Bagian 15

122 12 1
                                    

Sebuah motor matic berwarna hitam dan mobil berwarna silver berbelok masuk gang yang sama. Ranum membawa motornya naik ke halaman rumahnya, sedangkan Zaviyar terus melaju menuju rumah Pak Tomo.

Ranum dan Zaviyar yang sama-sama belum menunaikan kewajibannya di sore itu, bergegas untuk bersujud pada Sang Khalik di tempat masing-masing. Bersyukur atas nikmat kebahagiaan yang kini tengah mereka rasakan. Do'a dipanjatkan, kali ini bukan hanya untuk kedua orangtua. Tapi, ada satu nama lain yang mereka sebut dalam do'a agar kelak mereka bisa dipersatukan.

Ranum masuk kamarnya, mengambil ponselnya. Terlihat ada beberapa chat WhatsApp yang masuk.

"Assalamu'alaikum. Gimana kabarnya?"

"Terakhir chatku gak dibales, udah gak mau temenan apa gimana ya?" Dua pesan dari Arvin dengan satu emotikon senyum berada di samping kalimat kedua.

"Wa'alaikumussalam. Alhamdulillah baik. Kamu sendiri baik juga? Maaf, waktu itu ketiduran dan ... lupa mau bales. Hehe." Balas Ranum.

"Waduh, aku dilupakan. Baru seneng kenal cewek manis, eh udah dilupain."

"Hahaha. Maaf, maaf. Tapi cogan mah gak bakal susah kalau dilupain satu cewek, apalagi cewek desa."

Ranum sadar, ada satu lagi chat dari nomor tak dikenal yang tadi masuk. Ia menutup chatnya dengan Arvin dan membuka chat lainnya.

"Assalamu'alaikum. Simpan ya. Nomor baruku, Aldi."

"Wa'alaikumussalam. Siap, Pak."

Petang pun tiba, panggilan dari pemilik hidup telah dilaksanakan. Sama-sama tidak ada kegiatan. Keduanya menyempatkan untuk membaca ayat-ayat Al-Qur'an. Bu Ratih mengaji di musholla sambil menunggu adzan Isya, dan Ranum di kamarnya. Setelah menutup kitab suci Al-Qur'an dan meletakkan kembali pada tempatnya. Getar ponsel Ranum terdengar.

"Maaf, tadi sambil kerja. Pas rame gak bisa bales lagi." Pesan dari Arvin.

"Gak apa-apa."

"Sekarang ngapain, Num?"

"Nyantai di kamar."

"Oh."

"Aku tinggal bersihin badan dulu ya. Baru pulang soalnya."

Tak lagi dibalas oleh Ranum. Ia meletakkan ponselnya di kasur. Namun, tak berselang lama ponselnya lagi-lagi bergetar.

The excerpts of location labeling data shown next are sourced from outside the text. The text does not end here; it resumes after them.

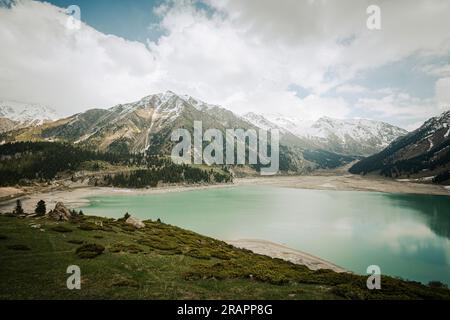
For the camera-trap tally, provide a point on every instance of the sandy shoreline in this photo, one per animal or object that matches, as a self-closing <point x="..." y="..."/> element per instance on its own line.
<point x="78" y="197"/>
<point x="279" y="251"/>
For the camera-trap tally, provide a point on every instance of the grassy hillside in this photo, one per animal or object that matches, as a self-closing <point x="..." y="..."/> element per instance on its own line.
<point x="161" y="261"/>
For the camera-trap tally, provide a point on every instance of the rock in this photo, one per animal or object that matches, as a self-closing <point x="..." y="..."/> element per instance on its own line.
<point x="60" y="212"/>
<point x="135" y="222"/>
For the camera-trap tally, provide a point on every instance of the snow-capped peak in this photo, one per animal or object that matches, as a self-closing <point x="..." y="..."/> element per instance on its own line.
<point x="356" y="136"/>
<point x="27" y="114"/>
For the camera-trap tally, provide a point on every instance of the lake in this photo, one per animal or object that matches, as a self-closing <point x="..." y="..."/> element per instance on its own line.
<point x="405" y="235"/>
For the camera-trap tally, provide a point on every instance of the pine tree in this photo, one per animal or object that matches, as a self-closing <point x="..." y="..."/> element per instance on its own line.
<point x="40" y="208"/>
<point x="18" y="210"/>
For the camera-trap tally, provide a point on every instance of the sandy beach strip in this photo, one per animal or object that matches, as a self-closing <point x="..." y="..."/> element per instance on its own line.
<point x="279" y="251"/>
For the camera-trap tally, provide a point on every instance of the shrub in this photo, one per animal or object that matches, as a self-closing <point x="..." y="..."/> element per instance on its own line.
<point x="74" y="241"/>
<point x="40" y="208"/>
<point x="61" y="229"/>
<point x="18" y="247"/>
<point x="88" y="226"/>
<point x="18" y="210"/>
<point x="437" y="284"/>
<point x="89" y="250"/>
<point x="122" y="247"/>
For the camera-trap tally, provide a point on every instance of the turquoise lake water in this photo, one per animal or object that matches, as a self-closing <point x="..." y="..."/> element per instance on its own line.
<point x="406" y="235"/>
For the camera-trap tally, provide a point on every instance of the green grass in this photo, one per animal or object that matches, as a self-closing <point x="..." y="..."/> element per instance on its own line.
<point x="164" y="262"/>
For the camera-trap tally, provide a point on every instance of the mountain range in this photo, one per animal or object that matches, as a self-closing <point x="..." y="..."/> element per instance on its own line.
<point x="357" y="137"/>
<point x="14" y="115"/>
<point x="146" y="126"/>
<point x="423" y="154"/>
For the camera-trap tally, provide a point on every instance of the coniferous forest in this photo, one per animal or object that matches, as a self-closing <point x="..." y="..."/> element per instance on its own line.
<point x="26" y="162"/>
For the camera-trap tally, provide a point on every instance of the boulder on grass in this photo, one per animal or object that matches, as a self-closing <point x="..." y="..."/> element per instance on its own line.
<point x="135" y="222"/>
<point x="60" y="213"/>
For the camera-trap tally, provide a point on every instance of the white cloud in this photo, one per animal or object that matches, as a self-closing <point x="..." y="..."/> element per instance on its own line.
<point x="443" y="93"/>
<point x="244" y="55"/>
<point x="42" y="61"/>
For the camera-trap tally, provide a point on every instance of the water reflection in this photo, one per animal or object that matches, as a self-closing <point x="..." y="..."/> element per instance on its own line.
<point x="435" y="210"/>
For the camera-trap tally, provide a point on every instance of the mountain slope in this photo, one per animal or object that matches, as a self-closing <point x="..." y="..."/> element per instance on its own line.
<point x="15" y="115"/>
<point x="424" y="152"/>
<point x="146" y="126"/>
<point x="358" y="137"/>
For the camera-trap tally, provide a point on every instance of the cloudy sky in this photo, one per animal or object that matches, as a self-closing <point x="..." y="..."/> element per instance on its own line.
<point x="302" y="58"/>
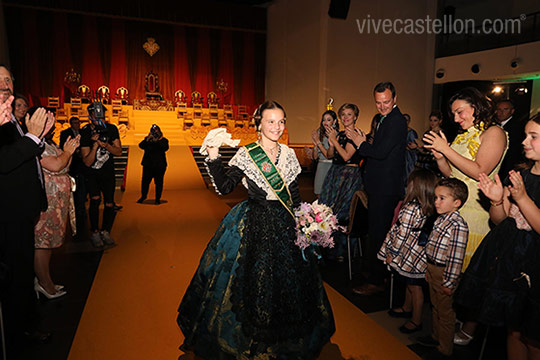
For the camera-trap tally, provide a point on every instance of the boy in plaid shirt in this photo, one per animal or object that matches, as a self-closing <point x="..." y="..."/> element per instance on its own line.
<point x="445" y="251"/>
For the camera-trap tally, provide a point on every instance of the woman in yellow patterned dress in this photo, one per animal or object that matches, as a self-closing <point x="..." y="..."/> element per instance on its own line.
<point x="479" y="149"/>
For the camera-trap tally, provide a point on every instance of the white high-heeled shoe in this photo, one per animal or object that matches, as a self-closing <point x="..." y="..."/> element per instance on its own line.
<point x="57" y="287"/>
<point x="39" y="289"/>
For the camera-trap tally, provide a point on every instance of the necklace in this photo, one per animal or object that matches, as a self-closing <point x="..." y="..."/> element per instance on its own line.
<point x="273" y="150"/>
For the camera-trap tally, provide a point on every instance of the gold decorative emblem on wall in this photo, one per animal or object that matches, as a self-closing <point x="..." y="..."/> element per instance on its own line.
<point x="151" y="46"/>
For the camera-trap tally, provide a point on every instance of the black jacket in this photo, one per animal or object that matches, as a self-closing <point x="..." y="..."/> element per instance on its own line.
<point x="514" y="155"/>
<point x="21" y="192"/>
<point x="385" y="158"/>
<point x="154" y="152"/>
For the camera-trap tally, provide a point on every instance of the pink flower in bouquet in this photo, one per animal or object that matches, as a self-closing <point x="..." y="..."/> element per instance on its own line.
<point x="315" y="224"/>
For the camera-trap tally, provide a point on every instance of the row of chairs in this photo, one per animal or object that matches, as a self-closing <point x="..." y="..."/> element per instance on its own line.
<point x="190" y="115"/>
<point x="78" y="108"/>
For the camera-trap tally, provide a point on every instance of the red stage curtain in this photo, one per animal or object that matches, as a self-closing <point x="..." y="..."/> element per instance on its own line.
<point x="225" y="67"/>
<point x="91" y="74"/>
<point x="181" y="66"/>
<point x="61" y="64"/>
<point x="118" y="71"/>
<point x="45" y="45"/>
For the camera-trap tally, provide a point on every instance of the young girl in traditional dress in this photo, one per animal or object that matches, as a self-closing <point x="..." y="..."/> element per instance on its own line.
<point x="320" y="151"/>
<point x="404" y="247"/>
<point x="502" y="282"/>
<point x="253" y="296"/>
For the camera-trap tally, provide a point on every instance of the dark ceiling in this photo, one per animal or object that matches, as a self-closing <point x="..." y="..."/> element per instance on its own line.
<point x="235" y="14"/>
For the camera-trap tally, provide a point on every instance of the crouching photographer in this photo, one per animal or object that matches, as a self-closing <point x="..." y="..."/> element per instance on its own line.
<point x="154" y="162"/>
<point x="99" y="143"/>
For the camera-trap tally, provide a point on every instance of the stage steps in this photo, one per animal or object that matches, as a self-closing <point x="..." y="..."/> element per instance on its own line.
<point x="120" y="163"/>
<point x="169" y="124"/>
<point x="226" y="155"/>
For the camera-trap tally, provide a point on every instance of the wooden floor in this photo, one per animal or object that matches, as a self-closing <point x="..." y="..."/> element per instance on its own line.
<point x="131" y="310"/>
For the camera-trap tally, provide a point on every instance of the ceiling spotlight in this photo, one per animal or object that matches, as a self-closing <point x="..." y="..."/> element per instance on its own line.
<point x="440" y="73"/>
<point x="514" y="64"/>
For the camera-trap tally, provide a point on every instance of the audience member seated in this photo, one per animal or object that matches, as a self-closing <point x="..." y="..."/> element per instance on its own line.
<point x="20" y="108"/>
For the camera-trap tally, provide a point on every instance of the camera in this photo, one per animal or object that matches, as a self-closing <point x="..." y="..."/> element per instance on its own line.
<point x="102" y="132"/>
<point x="155" y="131"/>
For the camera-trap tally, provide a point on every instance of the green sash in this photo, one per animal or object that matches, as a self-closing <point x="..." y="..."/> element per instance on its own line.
<point x="271" y="175"/>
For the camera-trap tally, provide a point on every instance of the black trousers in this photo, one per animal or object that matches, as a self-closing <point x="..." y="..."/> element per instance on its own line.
<point x="380" y="213"/>
<point x="17" y="290"/>
<point x="152" y="172"/>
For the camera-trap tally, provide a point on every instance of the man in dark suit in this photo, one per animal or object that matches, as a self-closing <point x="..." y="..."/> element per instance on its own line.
<point x="154" y="162"/>
<point x="516" y="135"/>
<point x="383" y="177"/>
<point x="23" y="198"/>
<point x="76" y="170"/>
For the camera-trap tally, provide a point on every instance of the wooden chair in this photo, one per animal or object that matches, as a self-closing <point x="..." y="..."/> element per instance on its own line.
<point x="227" y="112"/>
<point x="180" y="98"/>
<point x="53" y="102"/>
<point x="122" y="94"/>
<point x="196" y="104"/>
<point x="242" y="113"/>
<point x="358" y="224"/>
<point x="187" y="120"/>
<point x="75" y="107"/>
<point x="104" y="94"/>
<point x="242" y="117"/>
<point x="151" y="86"/>
<point x="123" y="117"/>
<point x="212" y="100"/>
<point x="116" y="107"/>
<point x="84" y="93"/>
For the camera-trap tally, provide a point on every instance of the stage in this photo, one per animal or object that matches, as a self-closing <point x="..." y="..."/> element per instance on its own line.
<point x="131" y="310"/>
<point x="181" y="126"/>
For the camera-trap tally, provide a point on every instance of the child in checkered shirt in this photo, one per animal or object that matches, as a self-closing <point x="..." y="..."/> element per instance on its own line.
<point x="404" y="247"/>
<point x="445" y="251"/>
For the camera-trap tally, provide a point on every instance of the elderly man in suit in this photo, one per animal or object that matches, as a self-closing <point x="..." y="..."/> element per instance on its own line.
<point x="383" y="177"/>
<point x="516" y="135"/>
<point x="22" y="197"/>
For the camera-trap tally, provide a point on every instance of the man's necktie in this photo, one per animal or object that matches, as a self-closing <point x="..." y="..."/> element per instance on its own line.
<point x="380" y="121"/>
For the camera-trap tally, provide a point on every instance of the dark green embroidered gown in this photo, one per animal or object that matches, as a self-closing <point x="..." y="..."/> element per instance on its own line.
<point x="253" y="296"/>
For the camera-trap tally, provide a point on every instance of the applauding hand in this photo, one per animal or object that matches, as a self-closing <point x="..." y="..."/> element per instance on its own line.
<point x="72" y="144"/>
<point x="493" y="190"/>
<point x="436" y="141"/>
<point x="332" y="135"/>
<point x="517" y="189"/>
<point x="356" y="135"/>
<point x="5" y="111"/>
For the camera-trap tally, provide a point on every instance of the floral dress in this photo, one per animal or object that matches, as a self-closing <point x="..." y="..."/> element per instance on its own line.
<point x="50" y="230"/>
<point x="475" y="211"/>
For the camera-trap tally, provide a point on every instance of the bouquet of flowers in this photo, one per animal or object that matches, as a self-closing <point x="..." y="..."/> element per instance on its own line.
<point x="315" y="224"/>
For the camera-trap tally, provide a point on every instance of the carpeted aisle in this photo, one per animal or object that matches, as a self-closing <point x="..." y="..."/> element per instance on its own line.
<point x="131" y="309"/>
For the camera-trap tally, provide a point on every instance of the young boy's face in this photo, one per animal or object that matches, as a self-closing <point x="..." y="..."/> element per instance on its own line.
<point x="444" y="200"/>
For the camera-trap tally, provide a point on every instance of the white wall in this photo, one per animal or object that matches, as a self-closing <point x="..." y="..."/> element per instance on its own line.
<point x="494" y="64"/>
<point x="312" y="57"/>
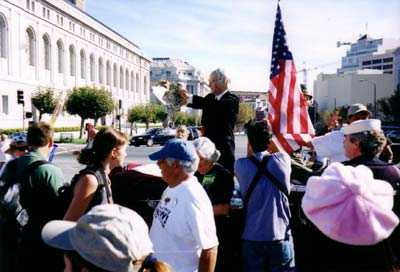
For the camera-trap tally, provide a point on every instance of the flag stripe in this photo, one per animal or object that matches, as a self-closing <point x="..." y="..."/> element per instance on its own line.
<point x="287" y="107"/>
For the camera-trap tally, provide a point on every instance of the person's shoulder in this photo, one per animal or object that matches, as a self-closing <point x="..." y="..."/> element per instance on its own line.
<point x="49" y="168"/>
<point x="281" y="157"/>
<point x="220" y="169"/>
<point x="241" y="161"/>
<point x="241" y="164"/>
<point x="229" y="96"/>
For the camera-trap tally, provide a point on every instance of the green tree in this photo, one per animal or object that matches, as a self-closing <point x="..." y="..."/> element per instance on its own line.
<point x="181" y="118"/>
<point x="246" y="113"/>
<point x="44" y="100"/>
<point x="149" y="113"/>
<point x="390" y="106"/>
<point x="89" y="103"/>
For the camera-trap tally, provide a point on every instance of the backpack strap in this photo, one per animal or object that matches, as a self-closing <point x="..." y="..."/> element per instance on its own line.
<point x="255" y="179"/>
<point x="269" y="176"/>
<point x="30" y="169"/>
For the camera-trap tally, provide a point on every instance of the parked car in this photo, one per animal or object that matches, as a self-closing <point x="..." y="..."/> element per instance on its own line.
<point x="394" y="136"/>
<point x="153" y="136"/>
<point x="194" y="133"/>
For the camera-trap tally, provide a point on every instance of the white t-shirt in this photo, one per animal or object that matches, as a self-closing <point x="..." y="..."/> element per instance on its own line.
<point x="330" y="146"/>
<point x="183" y="225"/>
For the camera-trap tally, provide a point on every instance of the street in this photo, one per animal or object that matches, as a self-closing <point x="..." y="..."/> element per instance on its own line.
<point x="69" y="165"/>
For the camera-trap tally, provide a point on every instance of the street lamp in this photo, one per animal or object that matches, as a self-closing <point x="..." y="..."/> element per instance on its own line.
<point x="366" y="80"/>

"Num, boleh main-main ke rumah kamu lagi gak?" Kali ini Aldi yang mengirim pesan di WhatsApp.

"Boleh boleh, kapan?"

"Entar aku kabari lagi. Kangen masakan Ibu kamu. Hehehe."

"Tetep aja ya kamu, masakan Ibu aja yang dikangenin."

"Masakan Ibu kamu emang gak ada duanya, sayang gak nurun sama anaknya."

"Yeee ... ngatain."

"Ya udah, salam sama Ibu. Bilang kalau aku mau ke sana dan makan di sana."

Hanya gambar jempol yang Ranum kirim sebagai balasan pesan terakhir dari Aldi.

Tak lama setelah chatnya dengan Aldi berakhir, terlihat layar ponsel Ranum kembali menyala dengan getar yang lebih lama. Tak perlu menunggu lama, baru beberapa detik bergetar langsung ditekannya tombol hijau pada layar ponselnya dengan hati berbunga.

"Assalamu'alaikum." Ucap Ranum.

"Wa'alaikumussalam. Lagi ngapain, Ra?"

"Di kamar aja, Mas."

"Ada tugas lagi?"

"Gak, santai aja di kamar."

"Eh, Mas. Kok telepon sih?" Tanya Ranum.